Newly elected Gov. Nathan Deal of Georgia seems to have a great adviser in his son on drug and alcohol addiction.  We are all for locking up violent creeps, but sitting in prison does nothing but cost money.   Please, we know addiction all too well.  A few days or weeks does some good, but much more than that hasn’t helped many addicts.

From the AJC:

In recent days, both Gov. Nathan Deal and House Speaker David Ralston have dropped not-so-subtle hints that Georgia can no longer afford to lock up so many of its people. Or, at least, so many of the wrong people.

Some of the first words out of Deal’s mouth as governor last week touched on the cost of crime and punishment. “One out of every 13 Georgia residents is under some form of correctional control,” he said in his inaugural address. “It costs about $3 million per day to operate our Department of Corrections.”

The governor spoke carefully. Law enforcement ranks are still fuming over the December death of Trooper Chadwick LeCroy, allegedly killed by a miscreant who had skated through the judicial system 18 times.

Violent men and women will be kept behind bars, the new governor promised. But we need to rethink the costs of locking up others. Nonviolent drug offenders, for instance.
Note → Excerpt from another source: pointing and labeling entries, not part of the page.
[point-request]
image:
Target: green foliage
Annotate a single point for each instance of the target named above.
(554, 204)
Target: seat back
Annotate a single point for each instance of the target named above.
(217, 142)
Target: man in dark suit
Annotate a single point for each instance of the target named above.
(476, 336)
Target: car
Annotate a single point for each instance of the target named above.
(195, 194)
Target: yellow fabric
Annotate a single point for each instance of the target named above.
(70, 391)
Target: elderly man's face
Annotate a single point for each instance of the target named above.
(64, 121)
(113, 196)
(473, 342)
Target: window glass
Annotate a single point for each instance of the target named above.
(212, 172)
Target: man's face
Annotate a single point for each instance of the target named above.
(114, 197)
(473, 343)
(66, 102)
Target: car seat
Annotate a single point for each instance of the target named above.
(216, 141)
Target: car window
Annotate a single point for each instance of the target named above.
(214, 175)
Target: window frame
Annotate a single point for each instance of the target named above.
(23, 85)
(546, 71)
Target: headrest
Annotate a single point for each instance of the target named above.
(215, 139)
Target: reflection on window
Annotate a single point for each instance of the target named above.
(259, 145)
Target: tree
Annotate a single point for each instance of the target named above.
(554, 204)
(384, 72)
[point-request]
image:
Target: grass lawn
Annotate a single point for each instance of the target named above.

Hall County Superior Court Judge Jason Deal, right, who administered the oath of office to his father on Monday, also runs the county’s drug court. AP/John Bazemore

“As a state, we cannot afford to have so many of our citizens waste their lives because of addictions,” Deal said. “It is draining our state treasury and depleting our work force.”

Georgia has roughly 53,000 people under lock and key — a higher proportion of its population than all but seven other states. Those whose principal offense is possession of cocaine, crack or methamphetamine number 1,500 by themselves.
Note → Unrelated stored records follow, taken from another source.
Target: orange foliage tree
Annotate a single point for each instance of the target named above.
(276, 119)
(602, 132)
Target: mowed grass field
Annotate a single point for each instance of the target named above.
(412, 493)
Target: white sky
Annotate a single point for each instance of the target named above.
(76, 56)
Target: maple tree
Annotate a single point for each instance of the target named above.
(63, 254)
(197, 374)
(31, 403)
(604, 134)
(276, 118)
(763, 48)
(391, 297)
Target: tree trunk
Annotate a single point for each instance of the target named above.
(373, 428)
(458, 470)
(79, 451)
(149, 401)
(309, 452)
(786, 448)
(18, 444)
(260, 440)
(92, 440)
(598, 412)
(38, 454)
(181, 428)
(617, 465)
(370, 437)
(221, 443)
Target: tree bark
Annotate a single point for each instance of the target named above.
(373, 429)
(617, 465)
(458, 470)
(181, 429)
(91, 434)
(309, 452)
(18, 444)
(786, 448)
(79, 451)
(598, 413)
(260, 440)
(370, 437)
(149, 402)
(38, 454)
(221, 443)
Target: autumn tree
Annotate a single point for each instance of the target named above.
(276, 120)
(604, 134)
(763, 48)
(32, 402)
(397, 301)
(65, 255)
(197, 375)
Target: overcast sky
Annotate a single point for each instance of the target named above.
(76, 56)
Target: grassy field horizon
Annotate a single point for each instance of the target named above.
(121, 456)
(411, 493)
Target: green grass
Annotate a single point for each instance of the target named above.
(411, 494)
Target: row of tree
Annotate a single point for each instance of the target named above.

Look for the governor to propose a statewide expansion of drug courts that emphasize treatment rather than prison.

As for the source of Deal’s inspiration, cast your eyes no further than the man who administered his oath of office: Hall County Superior Court Judge Jason Deal, the governor’s 42-year-old son, who runs one of Georgia’s 28 drug courts.
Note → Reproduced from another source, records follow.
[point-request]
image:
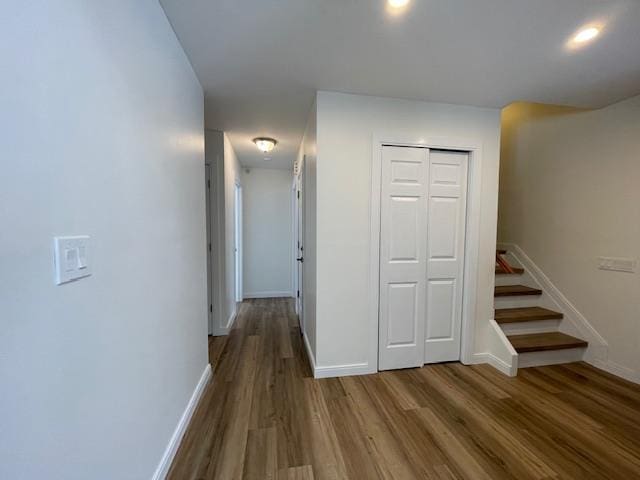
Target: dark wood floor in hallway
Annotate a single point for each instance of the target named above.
(263, 416)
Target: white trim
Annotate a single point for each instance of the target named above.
(284, 293)
(238, 241)
(598, 346)
(342, 370)
(312, 360)
(170, 452)
(495, 362)
(472, 238)
(503, 351)
(225, 330)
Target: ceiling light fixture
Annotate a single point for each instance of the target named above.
(265, 144)
(398, 3)
(586, 34)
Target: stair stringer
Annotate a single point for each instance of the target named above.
(573, 323)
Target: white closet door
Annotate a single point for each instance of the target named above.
(403, 257)
(447, 202)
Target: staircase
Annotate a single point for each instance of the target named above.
(532, 329)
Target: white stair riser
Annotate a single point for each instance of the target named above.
(537, 326)
(502, 279)
(517, 302)
(551, 357)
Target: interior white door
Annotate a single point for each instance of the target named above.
(447, 202)
(403, 235)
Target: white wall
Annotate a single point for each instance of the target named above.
(267, 230)
(102, 134)
(307, 168)
(232, 176)
(568, 194)
(346, 125)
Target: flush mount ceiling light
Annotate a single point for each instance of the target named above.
(586, 34)
(398, 3)
(264, 144)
“I would come home and tell stories about what I’d seen,” Jason Deal said in an interview. “If you don’t believe in miracles, just come see drug court for a day. You’ll leave believing in miracles. When [drug offenders] start getting clean and being held accountable and having to work, they’re whole life changes. They become law-abiding citizens who work every day and support their kids. That should be the goal of our justice system.”

The phrase “drug court” is something of a misnomer — because to enter, you first have to plead guilty.

Participants are required to have a job and pay the costs of the program. Random testing for drug use is constant. Upon completion of a two-year program of addiction treatment and counseling, the felony conviction is erased.

Violations and backsliding are punished with community service and jail time. The key, Jason Deal said, is presenting participants with immediate consequences for their actions.

Think, he said, of the normal bureaucratic path a criminal takes.

“Somebody commits a crime, they get arrested and they go bond out. It may be a year before they have to face the consequences of their act. That’s terrible when you think about behavior modification,” Jason Deal said.